En Iran, les gens descendent dans la rue depuis la mort de Mahsa Amini, décédée à 22 ans le 16 septembre. Cette Kurde, arrêtée à Téhéran pour avoir enfreint le code vestimentaire et morte à l'hôpital après son arrestation par la police, est devenue le visage de la révolte. Depuis, les voiles brûlent dans les rues. Les manifestants sont réprimés par le régime, on compte déjà 76 morts.
Une révolution menace-t-elle désormais l'Iran? «A court terme, le régime iranien ne capitulera pas», déclare à Blick l'expert suisse du Proche-Orient Erich Gysling. «L'appareil de répression est trop grand et la pyramide du pouvoir trop abrupte.»
Un changement de pouvoir n'apporterait aucun changement
Actuellement, on peut s'attendre à ce que plusieurs dizaines de milliers de manifestants se rassemblent dans tout le pays. «Mais nous parlons d'un Etat de 83 millions d'habitants. Il faudrait plus d'insurgés pour un changement de gouvernement - des millions !», souligne l'expert. Et même si le président de la République Ebrahim Raisi perdait son poste, il y aurait encore au-dessus de lui le guide spirituel, l'ayatollah Khamenei ou son fils, qui est érigé en successeur potentiel. Un changement de pouvoir n'apporterait guère de changement.

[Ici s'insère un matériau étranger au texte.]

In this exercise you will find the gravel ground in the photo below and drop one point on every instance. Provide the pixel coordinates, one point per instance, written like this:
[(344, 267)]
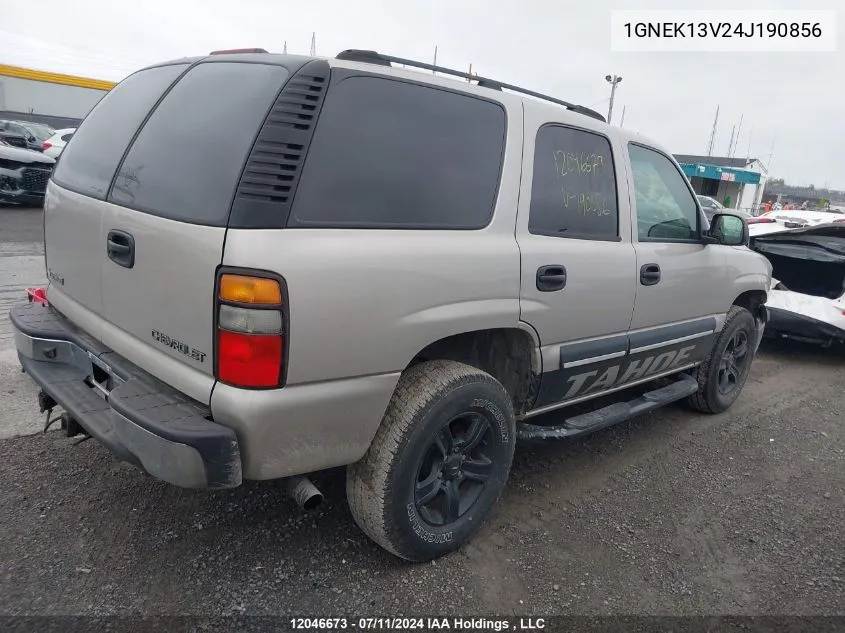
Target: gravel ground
[(674, 513)]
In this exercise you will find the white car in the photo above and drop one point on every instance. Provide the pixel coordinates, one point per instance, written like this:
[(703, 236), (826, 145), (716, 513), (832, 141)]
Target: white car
[(54, 145), (807, 294)]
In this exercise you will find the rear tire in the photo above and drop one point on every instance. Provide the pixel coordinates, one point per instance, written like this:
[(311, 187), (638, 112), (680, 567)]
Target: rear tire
[(438, 462), (722, 376)]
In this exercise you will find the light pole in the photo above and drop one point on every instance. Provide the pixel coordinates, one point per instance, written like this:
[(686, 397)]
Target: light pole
[(612, 80)]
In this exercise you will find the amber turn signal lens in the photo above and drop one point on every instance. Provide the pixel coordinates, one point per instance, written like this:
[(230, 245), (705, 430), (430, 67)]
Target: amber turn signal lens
[(242, 289)]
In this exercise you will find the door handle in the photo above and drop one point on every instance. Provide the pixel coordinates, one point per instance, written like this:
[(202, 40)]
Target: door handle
[(120, 247), (650, 274), (551, 278)]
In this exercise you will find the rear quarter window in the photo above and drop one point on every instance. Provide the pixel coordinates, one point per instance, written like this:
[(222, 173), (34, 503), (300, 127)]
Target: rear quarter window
[(188, 158), (88, 165), (573, 191), (393, 154)]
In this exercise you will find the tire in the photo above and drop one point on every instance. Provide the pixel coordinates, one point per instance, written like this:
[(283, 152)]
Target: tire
[(387, 487), (712, 397)]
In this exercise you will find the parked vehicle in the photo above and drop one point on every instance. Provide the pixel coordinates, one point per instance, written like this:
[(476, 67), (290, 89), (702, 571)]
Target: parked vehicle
[(710, 206), (807, 296), (451, 261), (778, 221), (34, 133), (23, 175), (14, 140), (54, 145)]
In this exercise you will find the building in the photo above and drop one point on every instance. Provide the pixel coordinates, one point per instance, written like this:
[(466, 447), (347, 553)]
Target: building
[(52, 98), (740, 179)]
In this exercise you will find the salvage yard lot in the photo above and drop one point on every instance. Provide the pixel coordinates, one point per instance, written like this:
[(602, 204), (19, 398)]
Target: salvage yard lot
[(671, 513)]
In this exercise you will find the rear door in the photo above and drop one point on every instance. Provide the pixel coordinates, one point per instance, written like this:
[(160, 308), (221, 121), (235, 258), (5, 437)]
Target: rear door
[(162, 233), (75, 202)]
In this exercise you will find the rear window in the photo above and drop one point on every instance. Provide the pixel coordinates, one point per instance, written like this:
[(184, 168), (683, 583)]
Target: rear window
[(88, 165), (391, 154), (187, 159)]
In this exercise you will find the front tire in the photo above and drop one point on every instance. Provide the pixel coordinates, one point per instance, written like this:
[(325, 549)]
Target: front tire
[(438, 462), (722, 376)]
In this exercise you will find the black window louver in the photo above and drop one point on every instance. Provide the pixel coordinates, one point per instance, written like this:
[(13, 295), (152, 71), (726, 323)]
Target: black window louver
[(268, 182)]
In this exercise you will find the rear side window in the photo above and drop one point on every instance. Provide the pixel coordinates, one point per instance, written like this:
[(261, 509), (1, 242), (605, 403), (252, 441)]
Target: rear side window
[(188, 157), (573, 192), (88, 165), (391, 154)]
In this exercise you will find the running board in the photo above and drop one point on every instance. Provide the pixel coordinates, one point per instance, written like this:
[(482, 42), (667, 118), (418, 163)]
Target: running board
[(612, 414)]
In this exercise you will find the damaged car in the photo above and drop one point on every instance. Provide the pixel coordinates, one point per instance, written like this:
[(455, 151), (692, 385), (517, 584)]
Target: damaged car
[(24, 175), (806, 300)]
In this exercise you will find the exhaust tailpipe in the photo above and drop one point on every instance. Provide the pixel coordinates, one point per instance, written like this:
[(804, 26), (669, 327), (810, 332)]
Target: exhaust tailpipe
[(305, 493)]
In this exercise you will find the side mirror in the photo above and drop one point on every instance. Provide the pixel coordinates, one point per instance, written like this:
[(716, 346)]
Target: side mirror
[(727, 229)]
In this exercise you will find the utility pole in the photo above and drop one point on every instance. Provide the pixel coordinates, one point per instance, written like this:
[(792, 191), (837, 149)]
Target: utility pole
[(748, 153), (612, 80), (713, 133)]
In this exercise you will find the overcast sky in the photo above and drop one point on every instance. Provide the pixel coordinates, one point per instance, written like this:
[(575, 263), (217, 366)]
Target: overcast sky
[(792, 102)]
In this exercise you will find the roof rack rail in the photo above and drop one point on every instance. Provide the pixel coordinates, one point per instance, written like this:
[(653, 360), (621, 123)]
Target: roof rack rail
[(372, 57)]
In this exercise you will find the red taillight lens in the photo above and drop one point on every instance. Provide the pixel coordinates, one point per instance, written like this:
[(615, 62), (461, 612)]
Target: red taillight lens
[(249, 360)]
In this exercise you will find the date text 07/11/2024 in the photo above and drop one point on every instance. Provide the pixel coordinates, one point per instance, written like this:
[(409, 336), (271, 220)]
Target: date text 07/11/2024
[(419, 624)]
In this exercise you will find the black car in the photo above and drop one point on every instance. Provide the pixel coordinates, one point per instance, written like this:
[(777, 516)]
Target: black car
[(23, 175)]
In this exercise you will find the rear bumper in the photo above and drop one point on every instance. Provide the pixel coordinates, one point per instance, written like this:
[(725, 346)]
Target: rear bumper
[(140, 419)]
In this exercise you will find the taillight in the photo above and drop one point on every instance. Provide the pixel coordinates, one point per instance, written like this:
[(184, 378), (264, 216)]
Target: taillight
[(761, 221), (250, 330)]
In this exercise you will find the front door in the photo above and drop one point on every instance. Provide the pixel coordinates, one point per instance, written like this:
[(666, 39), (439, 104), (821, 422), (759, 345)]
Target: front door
[(682, 285), (577, 285)]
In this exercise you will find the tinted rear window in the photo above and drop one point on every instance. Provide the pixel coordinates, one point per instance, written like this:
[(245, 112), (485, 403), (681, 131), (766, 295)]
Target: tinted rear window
[(188, 157), (390, 154), (88, 165)]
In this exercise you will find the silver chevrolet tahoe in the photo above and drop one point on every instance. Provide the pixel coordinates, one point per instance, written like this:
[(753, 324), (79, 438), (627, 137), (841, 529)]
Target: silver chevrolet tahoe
[(261, 266)]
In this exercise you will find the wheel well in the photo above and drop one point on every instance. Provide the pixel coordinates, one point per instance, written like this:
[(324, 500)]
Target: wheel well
[(507, 354), (751, 300)]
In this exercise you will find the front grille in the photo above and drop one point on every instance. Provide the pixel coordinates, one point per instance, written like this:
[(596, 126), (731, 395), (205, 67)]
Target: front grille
[(35, 180)]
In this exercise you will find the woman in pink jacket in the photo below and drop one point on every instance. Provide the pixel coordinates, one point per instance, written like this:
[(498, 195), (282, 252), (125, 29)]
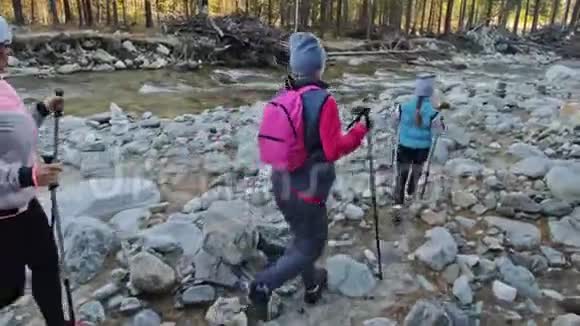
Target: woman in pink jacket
[(26, 239)]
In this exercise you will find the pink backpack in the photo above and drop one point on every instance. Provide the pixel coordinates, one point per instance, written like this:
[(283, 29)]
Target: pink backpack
[(281, 135)]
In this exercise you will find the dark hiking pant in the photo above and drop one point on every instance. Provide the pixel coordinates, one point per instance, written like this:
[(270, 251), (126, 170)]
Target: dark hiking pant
[(309, 227), (409, 160), (27, 240)]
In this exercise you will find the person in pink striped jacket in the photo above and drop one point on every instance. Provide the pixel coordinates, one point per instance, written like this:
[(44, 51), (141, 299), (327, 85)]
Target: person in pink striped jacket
[(26, 238)]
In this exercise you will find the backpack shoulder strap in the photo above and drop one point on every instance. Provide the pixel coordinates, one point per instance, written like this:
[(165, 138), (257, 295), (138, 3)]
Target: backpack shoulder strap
[(308, 88)]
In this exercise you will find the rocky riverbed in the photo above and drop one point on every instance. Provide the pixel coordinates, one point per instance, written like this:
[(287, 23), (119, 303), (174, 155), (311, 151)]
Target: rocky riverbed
[(162, 213)]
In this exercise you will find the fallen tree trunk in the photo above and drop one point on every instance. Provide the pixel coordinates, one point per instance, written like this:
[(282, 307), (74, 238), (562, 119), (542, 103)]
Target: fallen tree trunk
[(401, 54)]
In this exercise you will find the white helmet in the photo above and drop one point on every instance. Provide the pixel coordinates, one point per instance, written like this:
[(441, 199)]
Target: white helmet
[(5, 31)]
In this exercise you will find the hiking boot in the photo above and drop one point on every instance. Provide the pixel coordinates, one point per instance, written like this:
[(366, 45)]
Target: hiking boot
[(397, 214), (311, 296), (259, 308)]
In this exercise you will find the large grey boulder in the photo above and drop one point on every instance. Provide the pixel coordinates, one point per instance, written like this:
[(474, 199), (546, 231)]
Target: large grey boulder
[(558, 74), (247, 155), (129, 222), (150, 274), (567, 320), (556, 207), (519, 277), (564, 182), (427, 313), (462, 290), (147, 317), (217, 163), (520, 234), (520, 202), (104, 198), (226, 312), (440, 249), (461, 167), (229, 232), (349, 277), (524, 151), (185, 235), (567, 230), (213, 269), (92, 312), (532, 167), (87, 242)]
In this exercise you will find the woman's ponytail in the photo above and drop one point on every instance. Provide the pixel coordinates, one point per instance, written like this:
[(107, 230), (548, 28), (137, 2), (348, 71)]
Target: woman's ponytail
[(418, 116)]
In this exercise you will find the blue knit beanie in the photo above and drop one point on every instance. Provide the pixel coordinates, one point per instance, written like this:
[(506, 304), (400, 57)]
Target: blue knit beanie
[(5, 32), (424, 85), (307, 56)]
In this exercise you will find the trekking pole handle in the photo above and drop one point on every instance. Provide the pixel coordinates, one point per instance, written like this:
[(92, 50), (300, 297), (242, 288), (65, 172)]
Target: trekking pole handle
[(60, 93)]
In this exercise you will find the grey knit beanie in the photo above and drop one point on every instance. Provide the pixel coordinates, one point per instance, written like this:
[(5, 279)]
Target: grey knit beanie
[(307, 56)]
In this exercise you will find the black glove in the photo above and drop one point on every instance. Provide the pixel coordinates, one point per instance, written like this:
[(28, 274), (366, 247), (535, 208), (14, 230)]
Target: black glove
[(368, 121), (360, 110)]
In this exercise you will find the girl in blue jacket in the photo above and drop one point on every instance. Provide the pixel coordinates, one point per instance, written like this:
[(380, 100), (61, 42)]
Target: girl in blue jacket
[(418, 121)]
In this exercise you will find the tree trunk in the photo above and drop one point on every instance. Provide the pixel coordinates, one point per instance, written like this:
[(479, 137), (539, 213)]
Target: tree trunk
[(574, 18), (32, 12), (423, 14), (124, 9), (408, 16), (462, 9), (369, 18), (517, 18), (502, 12), (18, 14), (396, 14), (88, 12), (98, 17), (471, 21), (536, 16), (440, 16), (115, 13), (68, 16), (345, 21), (448, 17), (526, 16), (296, 15), (269, 12), (158, 11), (80, 11), (566, 12), (489, 12), (322, 20), (431, 16), (54, 12), (108, 11), (305, 13), (555, 8), (148, 14), (338, 17)]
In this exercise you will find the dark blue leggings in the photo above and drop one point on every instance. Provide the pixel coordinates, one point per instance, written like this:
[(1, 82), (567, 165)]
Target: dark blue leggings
[(309, 227), (27, 240)]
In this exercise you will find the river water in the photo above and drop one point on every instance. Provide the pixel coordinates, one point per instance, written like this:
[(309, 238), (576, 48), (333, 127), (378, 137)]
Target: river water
[(168, 93)]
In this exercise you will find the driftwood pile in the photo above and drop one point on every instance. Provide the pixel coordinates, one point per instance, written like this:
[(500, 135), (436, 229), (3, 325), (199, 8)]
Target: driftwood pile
[(559, 39), (229, 40)]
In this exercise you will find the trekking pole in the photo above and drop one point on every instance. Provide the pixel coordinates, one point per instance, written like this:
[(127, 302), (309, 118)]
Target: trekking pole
[(55, 219), (429, 159), (364, 112), (395, 150), (374, 196)]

Les manifestants ne protestent que contre les règles vestimentaires strictes - ils veulent abolir la police des mœurs. «L'objectif des manifestants est que le foulard tombe. Mais le foulard est bien sûr un symbole de l'oppression des femmes. Des slogans comme 'Mort au dictateur' n'existent que dans des cas isolés», explique Erich Gysling.
La police des mœurs réactivée
Le problème: la police des mœurs, qui avait presque disparu, a toléré au cours des 15 dernières années que le foulard recule centimètre par centimètre chez les femmes. Mais lorsque le conservateur pur et dur Ebrahim Raisi est arrivé au pouvoir en 2021, la police des mœurs a été réactivée. «Il les encourage à agir avec sévérité contre les femmes et à ne plus accepter les quelques centimètres de cheveux visibles», explique Erich Gysling.
En revanche, la société iranienne n'est pas particulièrement religieuse dans l'espace privé. Aujourd'hui, davantage de jeunes femmes porteraient le foulard, nettement plus lâche que le tchador traditionnel.
«A la maison, les règles sont encore moins strictes. La femme a une bonne position dans la vie quotidienne de la famille. Mais si elle veut divorcer, elle voit à quel point elle est désavantagée par la loi. On peut néanmoins dire que les femmes iraniennes sont mieux loties que celles d'autres pays du Moyen-Orient», commente Erich Gysling.
Les Iraniennes ont le droit de conduire et occupent 60% des places à l'université. Dans la vie professionnelle quotidienne, elles n'occupent en revanche guère de postes élevés.
Les parents de Mahsa Amini contactés
Le fait que les protestations aient éclaté à ce moment-là n'est pas un hasard, continue Erich Gysling. «Les femmes sont arbitrairement rappelées à l'ordre, arrêtées ou giflées en public en raison du durcissement des règles sur le hijab. Elles ne veulent plus se laisser faire.»
Ebrahim Raisi a tout de même téléphoné aux parents de Mahsa Amini, qui a été tuée. «Mais c'était juste pour faire bonne figure», poursuit l'expert. «En tout cas, il n'a pas dit aux agents de la police des mœurs de se tenir à carreau. Au contraire: des policiers armés interviendront avec toujours plus de sévérité contre la rébellion - à plus forte raison si elle continue à prendre de l'ampleur.»